Henry Louis Gates Jr. was born in West Virginia, went to Yale and is a professor at Harvard. But when you get the host of PBS’ “Finding Your Roots” talking about genealogy, he sounds like he might be from Utah. He approaches it with a religious zeal.

“I believe our ancestors are in a kind of purgatory waiting to be discovered,” Gates said.

He first became interested in genealogy when he was 9 years old and his father showed him a photo and the obituary of his great-great grandmother. Four decades later, in 2000, he got a letter from a geneticist that began, “Have you ever seen ‘Roots’?”

“I thought — what kind of idiot asks if I’ve seen ‘Roots’?” But the letter went on to say, “We can now do in a test tube what [‘Roots’ author] Alex Haley took years to do.”

“And shortly after that, I got up in the middle of the night and — boom! — I had an epiphany. I mean, it was a gift from God.” Gates said he realized “we could trace people’s genealogy till a paper trail ran out. And when it did, we could do the DNA to reveal their more distant ancestry. And 15 years later, here we are.”

That’s exactly what he and his team have been doing on “Finding Your Roots” since 2012. (A new batch of episodes start airing Tuesday at 7 p.m. on Ch. 7.) Each hour uncovers the family tree of two or three celebrities — and, without fail, it proves to be an emotional experience.

“I have never had anyone who wasn’t deeply moved, but most people will cry sooner or later,” Gates said. “I cry sometimes. Sometimes things happen that are so painful and unimaginable.”
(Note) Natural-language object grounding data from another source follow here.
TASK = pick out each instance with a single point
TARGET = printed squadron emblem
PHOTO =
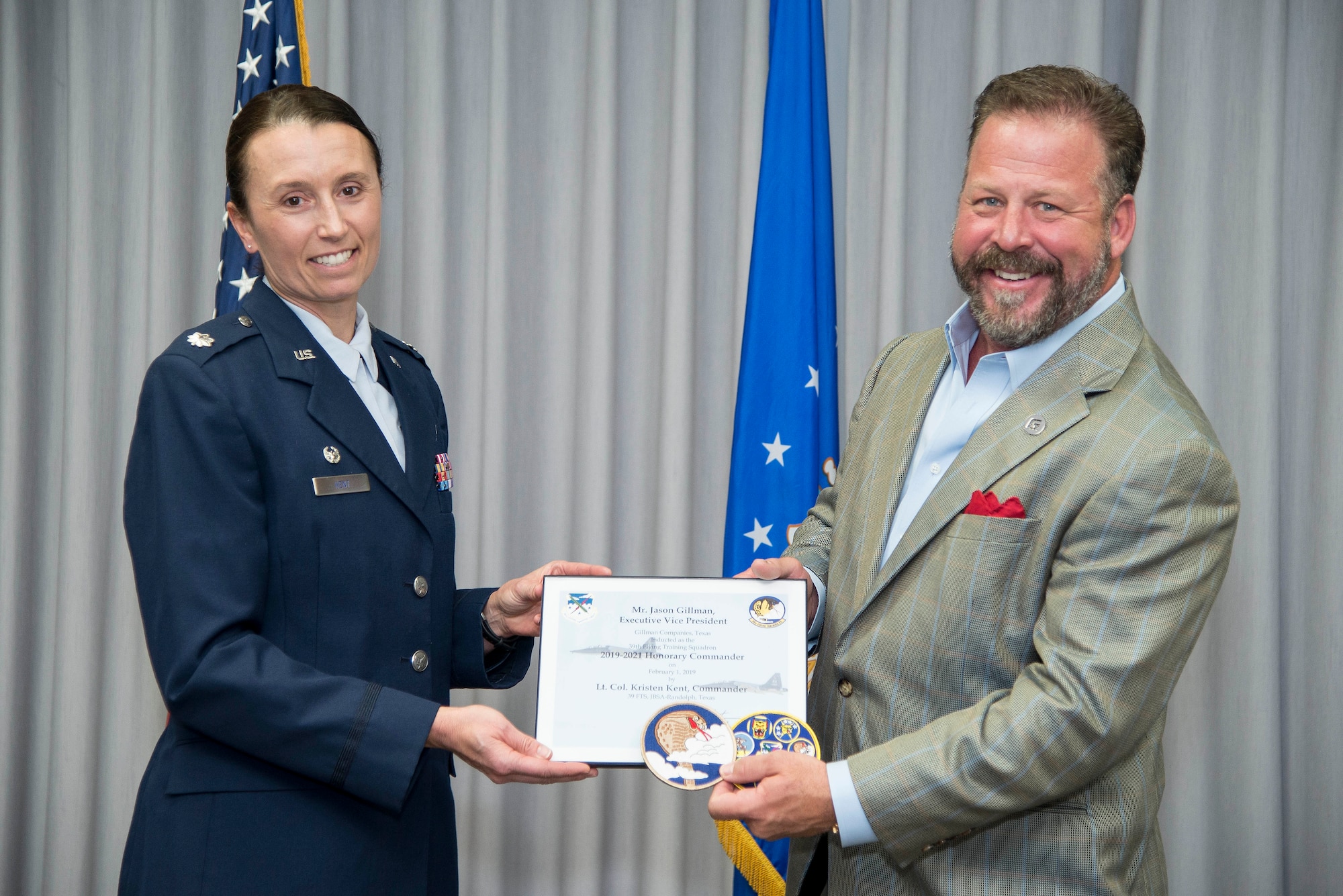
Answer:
(768, 612)
(580, 608)
(686, 744)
In an upcoming episode, actor Tony Shalhoub learns that his father was orphaned during World War I as what is modern-day Lebanon was devastated by the war and plague. His aunt, then just a teenager, managed to get herself and her surviving siblings to the United States.

(Nicole Rivelli | Amazon via AP) Tony Shalhoub, shown here in a scene from "The Marvelous Mrs. Maisel," learns about his family history in "Finding Your Roots."
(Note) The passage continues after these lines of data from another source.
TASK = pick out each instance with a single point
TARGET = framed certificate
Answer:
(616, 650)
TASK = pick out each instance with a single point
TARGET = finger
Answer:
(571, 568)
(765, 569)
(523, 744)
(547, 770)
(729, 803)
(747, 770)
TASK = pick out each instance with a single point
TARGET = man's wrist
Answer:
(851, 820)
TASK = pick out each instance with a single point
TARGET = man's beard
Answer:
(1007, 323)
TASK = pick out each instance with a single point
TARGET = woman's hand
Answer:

“It was really much more kind of wracking and devastating than I had thought,” Shalhoub said. “It kind of caught me off guard, and it was like really reaching back and touching something deep.”
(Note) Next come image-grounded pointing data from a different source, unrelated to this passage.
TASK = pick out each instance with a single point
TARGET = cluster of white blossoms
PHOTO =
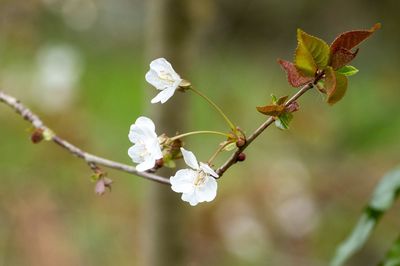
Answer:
(197, 183)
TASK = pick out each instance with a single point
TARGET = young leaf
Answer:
(271, 110)
(342, 57)
(282, 100)
(311, 53)
(335, 85)
(351, 39)
(347, 71)
(295, 78)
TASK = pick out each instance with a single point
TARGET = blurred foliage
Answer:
(290, 203)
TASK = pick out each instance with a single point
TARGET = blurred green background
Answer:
(80, 64)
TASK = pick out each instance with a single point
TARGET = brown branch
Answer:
(91, 159)
(234, 157)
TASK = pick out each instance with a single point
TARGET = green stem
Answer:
(200, 132)
(216, 107)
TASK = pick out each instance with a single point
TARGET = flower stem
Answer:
(200, 132)
(216, 107)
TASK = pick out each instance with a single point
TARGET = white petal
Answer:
(190, 159)
(208, 191)
(135, 153)
(148, 164)
(161, 64)
(183, 180)
(190, 197)
(136, 134)
(153, 78)
(142, 131)
(164, 95)
(207, 169)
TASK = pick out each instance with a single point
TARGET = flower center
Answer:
(200, 178)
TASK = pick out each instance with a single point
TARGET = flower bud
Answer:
(241, 157)
(37, 135)
(293, 107)
(240, 142)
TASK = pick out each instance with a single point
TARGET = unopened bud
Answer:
(240, 142)
(159, 163)
(241, 157)
(293, 107)
(37, 135)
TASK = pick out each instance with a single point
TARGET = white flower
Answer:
(162, 76)
(146, 149)
(197, 184)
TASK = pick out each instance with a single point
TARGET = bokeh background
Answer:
(80, 64)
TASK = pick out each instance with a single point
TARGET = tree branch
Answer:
(233, 159)
(91, 159)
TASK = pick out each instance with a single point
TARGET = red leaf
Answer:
(351, 39)
(335, 85)
(342, 57)
(293, 75)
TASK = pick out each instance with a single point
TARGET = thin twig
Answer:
(91, 159)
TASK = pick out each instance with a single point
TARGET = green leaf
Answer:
(311, 53)
(283, 121)
(383, 198)
(335, 85)
(347, 71)
(342, 57)
(230, 146)
(351, 39)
Guests often find connections they never imagined, including fashion designer (and former “Project Runway” judge) Zac Posen, who learns that many of his forefathers were in fashion — as tailors or shoemakers.

“I was pretty much in a lot of disbelief,” Posen said.

(Photo courtesy of Amy Sussman/Invision/AP) Zac Posen was surprised by what he learned about his family in "Finding Your Roots."

Gates can only recall one person who didn’t cry while the cameras were rolling — Francis Collins, the former head of the Human Genome Project and the current director of the National Institutes of Health. And he later learned that Collins burst into tears when he got home.

Not that “Finding Your Roots” is a sad show — guests (and viewers) are more often fascinated and delighted by what they learn. The program shows viewers that everyone has a story, because while the guests are all famous, their ancestors are mostly anything but.

“We are all immigrants,” Gates said.

His own forebears, as well of those of his Black guests, “didn’t come here willingly. They were dragged here in chains.” And the vast majority of immigrants didn’t travel in the luxury cabins of cruise ships.

“They weren’t in first class, baby, they were in the bottom of the boat and getting seasick with no windows, horrible sanitation facilities,” Gates said. “They were all metaphorically in the same boat. Our great country came out of that turmoil and chaos, and we all have to remember that.”

Gates and PBS first partnered on a genealogy series in 2006 with “African American Lives,” which focused solely on Black people. Beginning with “Faces of America” in 2010 and continuing with “Finding Your Roots” since 2012, families of all ethnicities have been examined.

“I used to think that everybody else knew their family tree but Black people,” he said. “Turns out nobody knows their family tree.”

And he hopes “Finding Your Roots” reminds viewers that “all of our ancestors came here from someplace else … and we have all contributed to the great blend of what makes this the great country it is.”

He’s fond of pointing out that every person on Earth’s genome is 99.9% the same as every other person’s.

“I am so deeply proud of this series for our country, especially now, to show what we have in common — both as Americans and as human beings — despite our apparent differences,” Gates said. “The stories we find in our guests’ family trees demonstrate over and over that we are fundamentally a blended nation, bonded by shared values. We draw strength from our diversity.”